Stokes Shift Dynamics in Ionic Liquids: Temperature Dependence

Abstract

A recently developed molecular theory is used to investigate the temperature dependence of the dynamic fluorescence Stokes shift of a dipolar solute in seven imidazolium ionic liquids. The temperature range considered is 278.15-338.15 K, for which experimental dielectric relaxation data (frequency range of 0.2 ≤ ν/GHz ≤ 89) are available. The theory used here explores and substantiates the relation between fluorescence spectral dynamics and dielectric relaxation in ionic liquids. The slope of the temperature-dependent change in the calculated total dynamic Stokes shift is predicted to follow an inverse-linear correlation with that (slope) of the experimentally measured temperature dependence of the static dielectric constant of these liquids. This explains the experimentally observed decrease of polarity parameter, E(T)(30), with temperature for several different ionic liquids. A significant part of the stabilization energy of a dissolved excited dipolar solute is found to arise from the reorientational dynamics of the dipolar ions (mainly imidazolium cations) of these liquids.
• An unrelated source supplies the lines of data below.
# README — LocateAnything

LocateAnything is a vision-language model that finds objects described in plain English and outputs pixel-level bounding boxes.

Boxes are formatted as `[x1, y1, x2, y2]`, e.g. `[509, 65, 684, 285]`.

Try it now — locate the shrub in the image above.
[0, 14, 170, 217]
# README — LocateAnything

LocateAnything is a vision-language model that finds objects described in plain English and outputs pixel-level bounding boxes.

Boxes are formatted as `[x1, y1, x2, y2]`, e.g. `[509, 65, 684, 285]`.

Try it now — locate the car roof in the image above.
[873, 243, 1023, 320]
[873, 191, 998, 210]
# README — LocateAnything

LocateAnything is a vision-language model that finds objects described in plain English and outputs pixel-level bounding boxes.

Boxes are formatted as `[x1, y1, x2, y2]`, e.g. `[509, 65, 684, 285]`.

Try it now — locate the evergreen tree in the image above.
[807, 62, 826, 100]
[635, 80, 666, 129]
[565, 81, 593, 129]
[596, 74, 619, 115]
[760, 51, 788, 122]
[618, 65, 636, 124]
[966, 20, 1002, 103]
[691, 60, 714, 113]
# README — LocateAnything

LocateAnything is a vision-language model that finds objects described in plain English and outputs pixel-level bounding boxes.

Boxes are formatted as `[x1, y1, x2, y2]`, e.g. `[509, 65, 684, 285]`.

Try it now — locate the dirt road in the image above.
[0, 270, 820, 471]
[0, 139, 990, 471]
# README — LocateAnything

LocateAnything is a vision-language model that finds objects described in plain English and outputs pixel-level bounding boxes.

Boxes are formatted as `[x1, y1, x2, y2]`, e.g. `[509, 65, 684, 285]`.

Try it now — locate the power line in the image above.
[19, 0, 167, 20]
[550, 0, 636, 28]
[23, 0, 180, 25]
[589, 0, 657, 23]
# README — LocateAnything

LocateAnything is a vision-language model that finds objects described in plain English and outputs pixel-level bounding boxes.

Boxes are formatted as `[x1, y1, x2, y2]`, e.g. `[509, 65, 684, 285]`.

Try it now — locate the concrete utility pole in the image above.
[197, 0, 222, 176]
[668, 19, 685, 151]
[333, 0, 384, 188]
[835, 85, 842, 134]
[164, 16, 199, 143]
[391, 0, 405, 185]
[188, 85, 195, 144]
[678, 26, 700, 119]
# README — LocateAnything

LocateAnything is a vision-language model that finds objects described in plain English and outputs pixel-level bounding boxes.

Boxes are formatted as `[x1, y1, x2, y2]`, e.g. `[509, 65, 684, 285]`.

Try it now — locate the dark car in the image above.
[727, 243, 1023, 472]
The separated solute-solvent dipole-ion interaction contribution to the shift exhibits a stronger temperature dependence than the dipole-dipole interaction component. Calculations predict bimodal Stokes shift dynamics for all of these liquids with a fast initial component arising from rapid angular adjustment of the dipolar ions. The slow, stretched-exponential component shows a systematic temperature dependence and is linked to an environment rearrangement through the center-of-mass motion of the ions. Subsequently, calculated solvation activation energies are found to be closely related to those observed in the corresponding conductivity and viscosity measurements for these ionic liquids.